High-resolution analysis of individual spike peptide-specific CD4 + T-cell responses in vaccine recipients and COVID-19 patients.

Objectives: Potential differences in the breadth, distribution and magnitude of CD4 ⁺ T-cell responses directed against the SARS-CoV-2 spike glycoprotein between vaccinees, COVID-19 patients and subjects who experienced both ways of immunisation have not been comprehensively compared on a peptide level.
Methods: Following virus-specific in vitro cultivation, we determined the T-cell responses directed against 253 individual overlapping 15-mer peptides covering the entire SARS-CoV-2 spike glycoprotein using IFN-γ ELISpot and intracellular cytokine staining. In vitro HLA binding was determined for selected peptides.

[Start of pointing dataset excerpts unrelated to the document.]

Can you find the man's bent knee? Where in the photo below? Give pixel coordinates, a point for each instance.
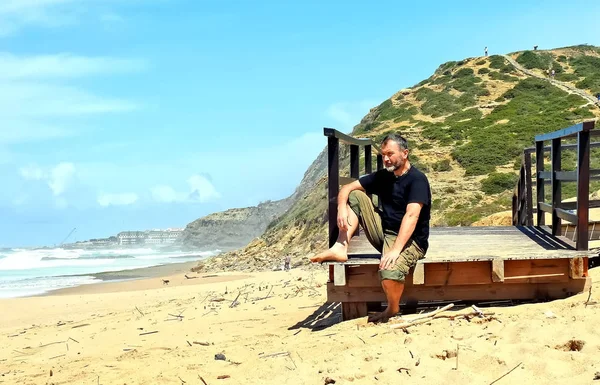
(394, 275)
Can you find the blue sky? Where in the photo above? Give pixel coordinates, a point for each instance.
(137, 114)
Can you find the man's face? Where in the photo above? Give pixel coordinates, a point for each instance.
(393, 156)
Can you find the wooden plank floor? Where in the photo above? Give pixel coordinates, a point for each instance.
(461, 244)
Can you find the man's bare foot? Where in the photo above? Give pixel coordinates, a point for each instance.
(337, 253)
(384, 316)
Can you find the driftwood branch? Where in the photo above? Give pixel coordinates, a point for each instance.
(505, 374)
(427, 317)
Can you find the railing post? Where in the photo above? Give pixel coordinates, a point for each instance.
(521, 198)
(333, 183)
(539, 182)
(583, 188)
(528, 188)
(556, 186)
(368, 160)
(354, 166)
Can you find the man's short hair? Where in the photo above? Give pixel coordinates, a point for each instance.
(396, 138)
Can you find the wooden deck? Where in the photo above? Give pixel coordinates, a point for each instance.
(471, 264)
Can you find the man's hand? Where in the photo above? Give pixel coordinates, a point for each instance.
(389, 259)
(343, 218)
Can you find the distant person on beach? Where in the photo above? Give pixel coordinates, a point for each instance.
(287, 262)
(399, 230)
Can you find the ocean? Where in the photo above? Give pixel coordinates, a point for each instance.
(27, 272)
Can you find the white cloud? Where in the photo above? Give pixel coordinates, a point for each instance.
(122, 199)
(31, 172)
(112, 18)
(35, 101)
(348, 114)
(34, 105)
(64, 65)
(167, 194)
(200, 190)
(61, 203)
(60, 176)
(16, 14)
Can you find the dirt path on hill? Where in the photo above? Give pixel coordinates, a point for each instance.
(562, 85)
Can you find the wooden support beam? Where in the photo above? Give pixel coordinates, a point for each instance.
(539, 181)
(576, 269)
(339, 275)
(583, 188)
(351, 310)
(498, 270)
(556, 186)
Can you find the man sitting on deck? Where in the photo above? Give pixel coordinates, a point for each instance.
(400, 230)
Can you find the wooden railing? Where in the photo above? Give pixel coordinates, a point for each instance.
(333, 169)
(522, 204)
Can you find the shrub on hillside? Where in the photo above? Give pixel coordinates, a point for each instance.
(504, 77)
(497, 61)
(531, 60)
(437, 103)
(591, 83)
(442, 166)
(564, 77)
(498, 182)
(404, 111)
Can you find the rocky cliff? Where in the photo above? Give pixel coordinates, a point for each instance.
(466, 125)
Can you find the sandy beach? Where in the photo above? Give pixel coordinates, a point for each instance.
(274, 328)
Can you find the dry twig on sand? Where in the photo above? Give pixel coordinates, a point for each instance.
(428, 317)
(505, 374)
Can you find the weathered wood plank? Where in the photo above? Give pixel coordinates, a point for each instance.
(485, 244)
(418, 277)
(498, 270)
(457, 273)
(493, 291)
(536, 271)
(339, 275)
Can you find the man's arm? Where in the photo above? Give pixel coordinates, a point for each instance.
(407, 227)
(342, 219)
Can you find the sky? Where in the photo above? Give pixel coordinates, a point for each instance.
(137, 114)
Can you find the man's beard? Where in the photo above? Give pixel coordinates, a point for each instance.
(392, 168)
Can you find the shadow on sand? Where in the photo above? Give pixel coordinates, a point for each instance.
(325, 316)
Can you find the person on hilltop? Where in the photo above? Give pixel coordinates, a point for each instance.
(399, 230)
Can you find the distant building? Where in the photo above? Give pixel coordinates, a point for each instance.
(149, 237)
(131, 237)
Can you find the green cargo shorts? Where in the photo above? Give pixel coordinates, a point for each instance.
(370, 220)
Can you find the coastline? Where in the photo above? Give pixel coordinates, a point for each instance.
(144, 278)
(276, 327)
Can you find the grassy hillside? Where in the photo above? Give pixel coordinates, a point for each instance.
(466, 125)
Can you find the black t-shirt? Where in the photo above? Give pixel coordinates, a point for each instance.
(395, 193)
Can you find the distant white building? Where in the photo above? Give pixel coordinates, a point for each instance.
(149, 237)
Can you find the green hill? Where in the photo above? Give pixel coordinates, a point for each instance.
(466, 125)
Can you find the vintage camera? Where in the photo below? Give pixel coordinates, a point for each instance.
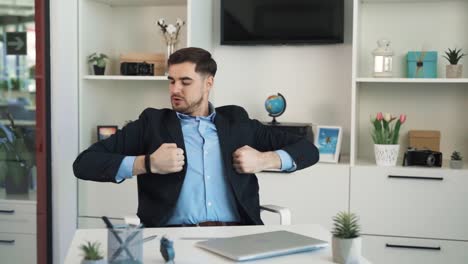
(137, 68)
(422, 157)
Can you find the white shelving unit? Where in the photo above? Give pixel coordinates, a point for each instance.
(432, 104)
(411, 80)
(405, 209)
(116, 27)
(125, 78)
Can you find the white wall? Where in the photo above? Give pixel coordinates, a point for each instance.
(315, 79)
(64, 105)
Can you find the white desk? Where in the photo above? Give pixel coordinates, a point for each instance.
(186, 252)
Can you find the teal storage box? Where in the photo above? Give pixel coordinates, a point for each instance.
(422, 64)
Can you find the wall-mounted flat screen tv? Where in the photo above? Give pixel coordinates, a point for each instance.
(251, 22)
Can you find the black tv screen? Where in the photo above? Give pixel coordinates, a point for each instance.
(245, 22)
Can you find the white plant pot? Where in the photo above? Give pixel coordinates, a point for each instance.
(456, 164)
(454, 71)
(386, 155)
(101, 261)
(346, 250)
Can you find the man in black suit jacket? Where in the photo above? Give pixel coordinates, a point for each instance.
(156, 142)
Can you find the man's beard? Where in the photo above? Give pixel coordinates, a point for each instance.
(190, 108)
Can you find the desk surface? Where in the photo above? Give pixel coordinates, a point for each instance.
(186, 252)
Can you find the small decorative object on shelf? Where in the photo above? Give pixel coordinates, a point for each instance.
(328, 141)
(385, 137)
(98, 60)
(456, 160)
(142, 64)
(424, 139)
(275, 106)
(171, 33)
(104, 132)
(346, 241)
(422, 157)
(92, 253)
(454, 70)
(422, 64)
(383, 59)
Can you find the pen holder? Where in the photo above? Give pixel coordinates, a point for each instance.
(125, 245)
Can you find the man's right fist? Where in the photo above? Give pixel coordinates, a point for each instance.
(168, 158)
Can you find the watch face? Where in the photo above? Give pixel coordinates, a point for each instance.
(430, 160)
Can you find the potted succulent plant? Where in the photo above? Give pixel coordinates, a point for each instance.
(456, 160)
(386, 135)
(92, 253)
(98, 60)
(454, 70)
(346, 240)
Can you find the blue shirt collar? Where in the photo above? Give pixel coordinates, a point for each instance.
(210, 117)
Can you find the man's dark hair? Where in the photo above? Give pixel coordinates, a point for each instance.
(204, 63)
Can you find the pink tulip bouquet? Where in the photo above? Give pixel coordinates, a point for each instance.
(386, 132)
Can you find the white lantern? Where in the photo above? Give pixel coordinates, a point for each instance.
(383, 57)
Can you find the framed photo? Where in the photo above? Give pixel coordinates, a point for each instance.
(104, 132)
(328, 141)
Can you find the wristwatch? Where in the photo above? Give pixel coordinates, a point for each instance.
(147, 163)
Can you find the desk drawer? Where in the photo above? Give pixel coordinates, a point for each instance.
(410, 202)
(391, 250)
(13, 222)
(18, 248)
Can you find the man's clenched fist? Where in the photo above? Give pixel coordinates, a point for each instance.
(168, 158)
(250, 160)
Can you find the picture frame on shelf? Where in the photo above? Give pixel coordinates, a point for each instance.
(328, 142)
(104, 132)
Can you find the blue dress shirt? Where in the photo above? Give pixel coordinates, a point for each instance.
(206, 194)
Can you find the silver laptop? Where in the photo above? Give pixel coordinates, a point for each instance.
(261, 245)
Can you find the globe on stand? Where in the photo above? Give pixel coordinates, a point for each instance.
(275, 106)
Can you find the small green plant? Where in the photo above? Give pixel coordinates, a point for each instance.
(98, 59)
(91, 251)
(345, 225)
(453, 56)
(456, 156)
(383, 131)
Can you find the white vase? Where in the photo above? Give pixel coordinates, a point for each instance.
(386, 155)
(346, 250)
(454, 71)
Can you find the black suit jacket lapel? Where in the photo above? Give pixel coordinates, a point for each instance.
(224, 136)
(175, 133)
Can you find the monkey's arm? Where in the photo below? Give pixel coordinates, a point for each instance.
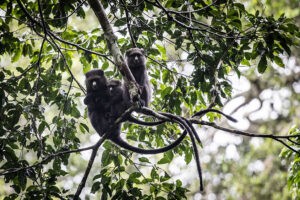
(119, 141)
(140, 122)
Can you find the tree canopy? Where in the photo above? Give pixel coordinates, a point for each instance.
(192, 47)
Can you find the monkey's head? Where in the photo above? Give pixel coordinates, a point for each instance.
(135, 57)
(115, 90)
(96, 80)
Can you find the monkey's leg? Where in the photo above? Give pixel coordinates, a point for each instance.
(197, 159)
(140, 122)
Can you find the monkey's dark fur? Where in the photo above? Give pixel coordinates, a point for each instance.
(106, 102)
(135, 59)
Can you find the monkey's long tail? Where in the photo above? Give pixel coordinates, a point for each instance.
(119, 141)
(202, 112)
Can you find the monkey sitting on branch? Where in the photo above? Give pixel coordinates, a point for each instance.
(135, 59)
(107, 100)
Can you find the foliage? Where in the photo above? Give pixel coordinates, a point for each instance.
(41, 112)
(293, 181)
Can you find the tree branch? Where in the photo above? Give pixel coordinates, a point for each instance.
(112, 45)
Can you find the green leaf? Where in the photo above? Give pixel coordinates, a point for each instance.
(262, 65)
(105, 66)
(143, 159)
(17, 55)
(278, 61)
(168, 157)
(245, 62)
(105, 159)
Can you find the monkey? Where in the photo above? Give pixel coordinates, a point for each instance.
(97, 89)
(97, 99)
(106, 102)
(135, 59)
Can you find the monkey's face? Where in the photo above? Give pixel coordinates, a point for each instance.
(115, 90)
(96, 81)
(135, 57)
(96, 84)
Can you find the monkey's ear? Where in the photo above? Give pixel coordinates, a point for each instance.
(127, 53)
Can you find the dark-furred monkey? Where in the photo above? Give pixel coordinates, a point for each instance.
(136, 62)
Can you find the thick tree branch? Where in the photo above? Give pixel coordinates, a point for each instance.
(112, 44)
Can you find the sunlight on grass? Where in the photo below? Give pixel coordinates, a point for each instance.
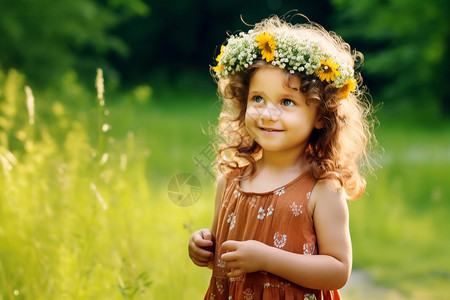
(85, 211)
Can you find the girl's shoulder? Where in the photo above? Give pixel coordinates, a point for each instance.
(326, 194)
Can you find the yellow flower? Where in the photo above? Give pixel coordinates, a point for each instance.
(328, 70)
(267, 44)
(218, 68)
(222, 51)
(349, 86)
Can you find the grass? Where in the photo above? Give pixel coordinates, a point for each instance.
(78, 224)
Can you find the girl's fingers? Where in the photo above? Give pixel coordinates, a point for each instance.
(229, 246)
(234, 273)
(201, 242)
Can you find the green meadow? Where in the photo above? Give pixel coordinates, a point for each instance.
(85, 211)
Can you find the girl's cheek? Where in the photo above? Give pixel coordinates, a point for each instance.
(252, 114)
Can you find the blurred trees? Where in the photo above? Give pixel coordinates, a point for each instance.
(406, 44)
(46, 38)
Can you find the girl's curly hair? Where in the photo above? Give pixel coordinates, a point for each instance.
(336, 152)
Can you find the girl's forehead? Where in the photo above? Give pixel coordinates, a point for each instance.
(274, 74)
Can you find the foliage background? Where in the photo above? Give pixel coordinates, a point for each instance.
(84, 211)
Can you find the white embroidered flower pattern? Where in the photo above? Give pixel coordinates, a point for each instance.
(296, 210)
(308, 249)
(270, 210)
(261, 213)
(220, 287)
(232, 220)
(279, 240)
(310, 297)
(279, 192)
(248, 294)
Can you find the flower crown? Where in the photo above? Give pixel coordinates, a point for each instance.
(287, 51)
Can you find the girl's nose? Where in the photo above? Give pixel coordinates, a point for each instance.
(270, 112)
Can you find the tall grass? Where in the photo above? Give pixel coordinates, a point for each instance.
(84, 210)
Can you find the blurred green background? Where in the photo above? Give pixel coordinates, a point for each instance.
(84, 176)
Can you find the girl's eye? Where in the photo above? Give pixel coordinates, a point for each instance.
(258, 99)
(287, 102)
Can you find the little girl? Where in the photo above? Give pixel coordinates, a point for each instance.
(295, 130)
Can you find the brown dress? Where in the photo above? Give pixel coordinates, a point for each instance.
(278, 218)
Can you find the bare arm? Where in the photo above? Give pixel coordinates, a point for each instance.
(327, 271)
(201, 244)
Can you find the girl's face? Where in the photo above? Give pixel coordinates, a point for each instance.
(278, 117)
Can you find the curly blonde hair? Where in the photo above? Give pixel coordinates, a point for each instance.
(336, 152)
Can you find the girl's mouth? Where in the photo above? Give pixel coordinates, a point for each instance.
(270, 129)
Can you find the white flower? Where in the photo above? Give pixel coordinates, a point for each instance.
(261, 213)
(279, 240)
(279, 192)
(296, 210)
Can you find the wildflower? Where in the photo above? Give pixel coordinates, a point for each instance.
(222, 51)
(267, 44)
(218, 68)
(349, 86)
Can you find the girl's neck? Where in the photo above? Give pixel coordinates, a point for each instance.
(279, 162)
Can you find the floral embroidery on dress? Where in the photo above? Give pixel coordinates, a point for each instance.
(232, 220)
(280, 191)
(279, 240)
(220, 263)
(296, 210)
(261, 213)
(248, 294)
(310, 297)
(270, 210)
(220, 288)
(308, 249)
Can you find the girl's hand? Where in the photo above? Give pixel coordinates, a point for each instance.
(243, 257)
(201, 247)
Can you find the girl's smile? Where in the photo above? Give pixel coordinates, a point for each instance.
(278, 116)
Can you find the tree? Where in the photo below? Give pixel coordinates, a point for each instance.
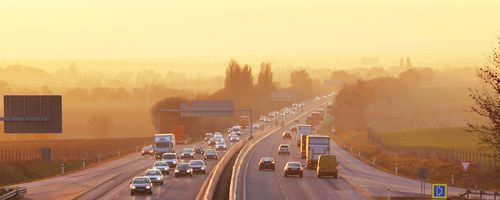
(301, 83)
(265, 82)
(487, 105)
(100, 125)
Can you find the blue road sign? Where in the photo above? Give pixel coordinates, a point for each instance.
(439, 191)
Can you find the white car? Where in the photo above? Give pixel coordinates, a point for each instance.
(170, 159)
(154, 175)
(198, 166)
(220, 145)
(162, 166)
(256, 126)
(218, 137)
(234, 138)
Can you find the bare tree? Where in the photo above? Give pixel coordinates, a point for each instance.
(100, 125)
(487, 105)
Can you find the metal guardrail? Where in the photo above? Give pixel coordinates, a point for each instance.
(208, 188)
(17, 193)
(237, 188)
(480, 194)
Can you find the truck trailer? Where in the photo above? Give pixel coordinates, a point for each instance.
(316, 145)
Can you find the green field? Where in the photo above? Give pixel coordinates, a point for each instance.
(455, 137)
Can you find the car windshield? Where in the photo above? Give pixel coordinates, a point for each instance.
(183, 166)
(196, 162)
(267, 159)
(210, 151)
(162, 144)
(168, 156)
(293, 164)
(141, 180)
(153, 172)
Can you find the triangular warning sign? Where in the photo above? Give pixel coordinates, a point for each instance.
(465, 164)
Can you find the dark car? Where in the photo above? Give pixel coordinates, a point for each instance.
(198, 149)
(208, 136)
(287, 135)
(162, 166)
(211, 142)
(148, 150)
(293, 168)
(198, 166)
(210, 154)
(141, 184)
(187, 153)
(183, 169)
(267, 163)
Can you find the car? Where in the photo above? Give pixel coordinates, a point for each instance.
(327, 166)
(211, 142)
(198, 166)
(183, 169)
(284, 149)
(287, 135)
(198, 149)
(293, 168)
(210, 154)
(141, 184)
(218, 137)
(234, 138)
(262, 119)
(148, 150)
(170, 159)
(187, 153)
(162, 166)
(267, 163)
(208, 136)
(154, 175)
(256, 126)
(221, 145)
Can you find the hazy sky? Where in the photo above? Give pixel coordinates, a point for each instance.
(162, 28)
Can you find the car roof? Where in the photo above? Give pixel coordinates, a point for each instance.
(267, 158)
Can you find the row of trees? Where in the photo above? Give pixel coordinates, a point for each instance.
(238, 86)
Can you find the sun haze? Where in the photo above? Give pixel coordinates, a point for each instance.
(56, 29)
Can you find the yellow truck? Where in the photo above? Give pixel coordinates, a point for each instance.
(316, 145)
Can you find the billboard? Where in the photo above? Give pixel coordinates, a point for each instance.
(207, 108)
(32, 114)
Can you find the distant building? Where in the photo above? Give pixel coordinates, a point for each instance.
(369, 62)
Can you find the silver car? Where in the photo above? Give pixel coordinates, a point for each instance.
(198, 166)
(220, 146)
(141, 184)
(162, 166)
(154, 175)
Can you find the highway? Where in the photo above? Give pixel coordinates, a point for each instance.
(110, 180)
(273, 184)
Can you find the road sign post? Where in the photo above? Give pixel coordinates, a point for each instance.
(465, 166)
(439, 191)
(423, 174)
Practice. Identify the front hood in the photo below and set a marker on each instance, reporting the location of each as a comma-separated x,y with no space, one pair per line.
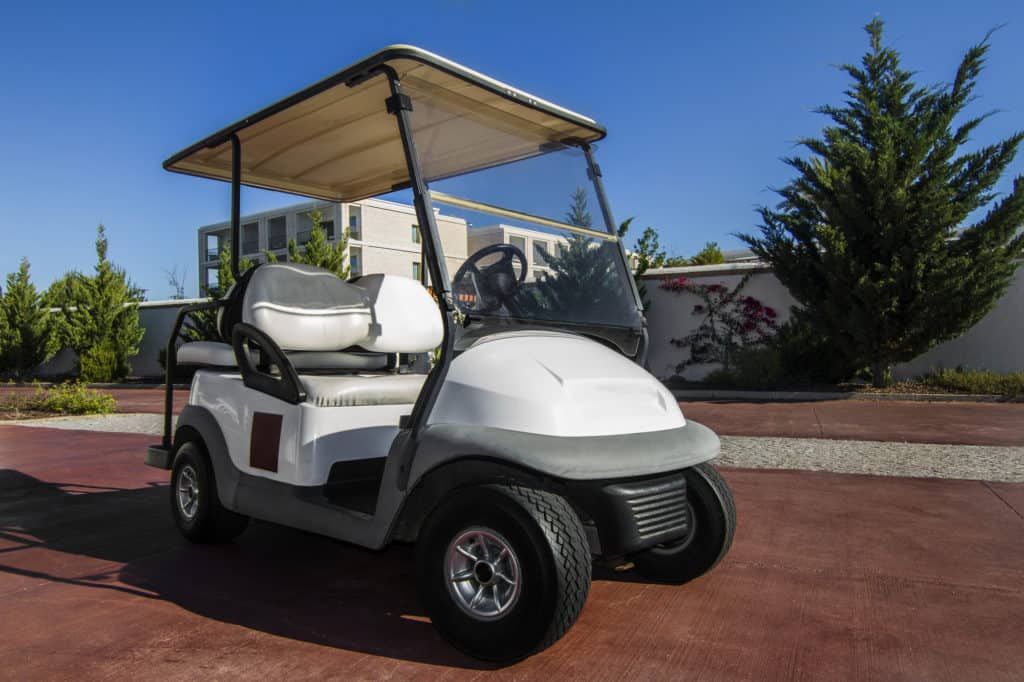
553,384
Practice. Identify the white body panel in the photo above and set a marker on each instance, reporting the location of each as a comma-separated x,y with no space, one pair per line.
553,384
311,438
549,384
406,317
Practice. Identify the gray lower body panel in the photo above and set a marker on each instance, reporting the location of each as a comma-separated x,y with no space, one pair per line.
585,458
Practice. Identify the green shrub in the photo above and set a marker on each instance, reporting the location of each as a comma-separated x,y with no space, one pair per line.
753,367
62,399
102,364
808,356
963,380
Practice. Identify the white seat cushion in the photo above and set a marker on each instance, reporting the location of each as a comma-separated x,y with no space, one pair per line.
302,307
363,389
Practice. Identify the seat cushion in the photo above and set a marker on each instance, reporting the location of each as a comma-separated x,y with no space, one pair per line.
363,389
302,307
334,360
207,353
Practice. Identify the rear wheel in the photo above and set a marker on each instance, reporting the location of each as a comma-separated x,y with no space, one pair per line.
195,503
713,523
503,570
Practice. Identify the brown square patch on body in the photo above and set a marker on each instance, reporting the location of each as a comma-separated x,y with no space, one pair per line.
264,441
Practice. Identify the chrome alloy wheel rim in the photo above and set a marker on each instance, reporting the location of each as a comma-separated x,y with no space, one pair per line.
187,492
482,572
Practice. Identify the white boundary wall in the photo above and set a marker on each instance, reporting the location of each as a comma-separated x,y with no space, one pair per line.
995,343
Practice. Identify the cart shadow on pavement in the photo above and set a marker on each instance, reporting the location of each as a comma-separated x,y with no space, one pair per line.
274,580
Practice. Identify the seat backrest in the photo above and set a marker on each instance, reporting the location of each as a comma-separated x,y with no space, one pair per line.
303,307
406,317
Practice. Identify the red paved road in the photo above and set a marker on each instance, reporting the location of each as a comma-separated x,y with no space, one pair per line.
832,577
957,423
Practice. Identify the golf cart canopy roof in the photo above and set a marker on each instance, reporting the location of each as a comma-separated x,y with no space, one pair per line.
336,140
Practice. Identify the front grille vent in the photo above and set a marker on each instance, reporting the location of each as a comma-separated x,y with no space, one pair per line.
662,511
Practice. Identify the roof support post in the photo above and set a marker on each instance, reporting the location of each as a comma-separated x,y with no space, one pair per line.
400,105
594,173
236,206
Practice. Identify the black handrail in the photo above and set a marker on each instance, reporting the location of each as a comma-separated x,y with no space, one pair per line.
171,363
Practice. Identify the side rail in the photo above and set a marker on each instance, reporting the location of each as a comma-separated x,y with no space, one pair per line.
171,364
284,385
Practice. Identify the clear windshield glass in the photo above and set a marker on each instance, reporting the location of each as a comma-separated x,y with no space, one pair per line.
537,254
537,244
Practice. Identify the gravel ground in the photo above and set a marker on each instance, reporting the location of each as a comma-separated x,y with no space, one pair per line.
863,457
869,457
118,423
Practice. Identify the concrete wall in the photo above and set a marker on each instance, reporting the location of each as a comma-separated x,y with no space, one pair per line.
995,343
670,314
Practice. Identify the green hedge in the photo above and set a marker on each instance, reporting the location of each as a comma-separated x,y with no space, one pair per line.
977,381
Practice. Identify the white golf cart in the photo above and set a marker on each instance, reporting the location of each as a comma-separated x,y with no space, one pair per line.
534,444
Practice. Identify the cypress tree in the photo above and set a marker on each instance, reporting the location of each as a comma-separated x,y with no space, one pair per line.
25,329
884,238
100,316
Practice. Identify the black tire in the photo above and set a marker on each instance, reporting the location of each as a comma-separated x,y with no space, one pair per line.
203,518
547,541
713,515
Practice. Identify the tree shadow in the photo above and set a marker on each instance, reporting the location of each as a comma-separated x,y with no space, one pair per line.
274,580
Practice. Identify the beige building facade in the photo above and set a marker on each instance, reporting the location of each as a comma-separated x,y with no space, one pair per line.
383,237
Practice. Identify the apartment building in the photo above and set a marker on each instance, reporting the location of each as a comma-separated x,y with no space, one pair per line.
536,245
383,237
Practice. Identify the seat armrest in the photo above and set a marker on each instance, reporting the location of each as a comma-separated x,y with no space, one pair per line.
284,387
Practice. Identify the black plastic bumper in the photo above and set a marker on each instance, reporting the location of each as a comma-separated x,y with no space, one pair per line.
634,514
158,456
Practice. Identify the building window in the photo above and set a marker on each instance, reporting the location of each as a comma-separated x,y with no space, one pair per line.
354,261
278,233
355,222
541,253
519,243
250,238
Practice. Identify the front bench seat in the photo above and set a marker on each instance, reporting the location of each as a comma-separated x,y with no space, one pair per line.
309,312
361,389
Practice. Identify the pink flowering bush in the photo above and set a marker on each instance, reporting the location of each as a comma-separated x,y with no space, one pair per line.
731,322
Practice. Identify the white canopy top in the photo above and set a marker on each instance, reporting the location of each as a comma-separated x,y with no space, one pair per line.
335,140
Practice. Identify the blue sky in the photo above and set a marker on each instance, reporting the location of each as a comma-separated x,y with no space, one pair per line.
700,100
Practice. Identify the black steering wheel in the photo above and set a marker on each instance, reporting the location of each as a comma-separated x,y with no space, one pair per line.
494,285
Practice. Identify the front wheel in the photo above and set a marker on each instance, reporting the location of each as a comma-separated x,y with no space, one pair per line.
195,503
713,523
503,570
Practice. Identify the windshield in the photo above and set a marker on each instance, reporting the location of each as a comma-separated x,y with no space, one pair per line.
538,248
534,249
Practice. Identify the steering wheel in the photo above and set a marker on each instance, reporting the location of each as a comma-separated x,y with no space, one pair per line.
494,285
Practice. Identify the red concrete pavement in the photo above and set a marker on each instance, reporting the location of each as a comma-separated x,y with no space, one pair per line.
955,423
832,577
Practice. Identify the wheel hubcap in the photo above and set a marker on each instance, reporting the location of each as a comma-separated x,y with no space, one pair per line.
482,572
187,489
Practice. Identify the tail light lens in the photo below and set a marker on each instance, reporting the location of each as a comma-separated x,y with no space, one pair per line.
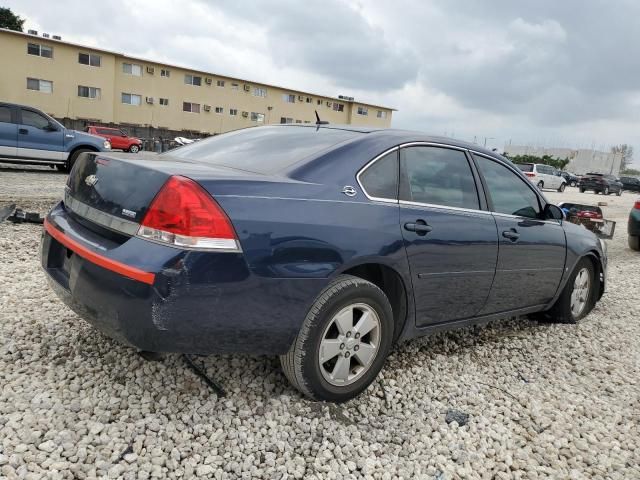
184,215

Results: We mapped 955 single peptide-specific CD4 ⁺ T-cell responses in a cohort of COVID-19 patients ( n  = 8), uninfected vaccinees ( n  = 16) and individuals who experienced both infection and vaccination ( n  = 11). Patients and vaccinees (two-time and three-time vaccinees alike) had a comparable number of CD4 ⁺ T-cell responses (median 26 vs. 29, P  = 0.7289). Most of these specificities were conserved in B.1.1.529 and the BA.4 and BA.5 sublineages. The highest magnitude of these in vitro IFN-γ CD4 ⁺ T-cell responses was observed in COVID-19 patients (median 0.35%), and three-time vaccinees showed a higher magnitude than two-time vaccinees (median 0.091% vs. 0.175%, P  < 0.0001). Twelve peptide specificities were each detected in at least 40% of subjects. In vitro HLA binding showed promiscuous presentation by DRB1 molecules for several peptides.
Conclusion: Both SARS-CoV-2 infection and vaccination prime broadly directed T-cell responses directed against the SARS-CoV-2 spike glycoprotein. This comprehensive high-resolution analysis of spike peptide specificities will be a useful resource for further investigation of spike-specific T-cell responses.
Competing Interests: The authors do not report any competing interests.
(© 2022 The Authors. Clinical & Translational Immunology published by John Wiley & Sons Australia, Ltd on behalf of Australian and New Zealand Society for Immunology, Inc.)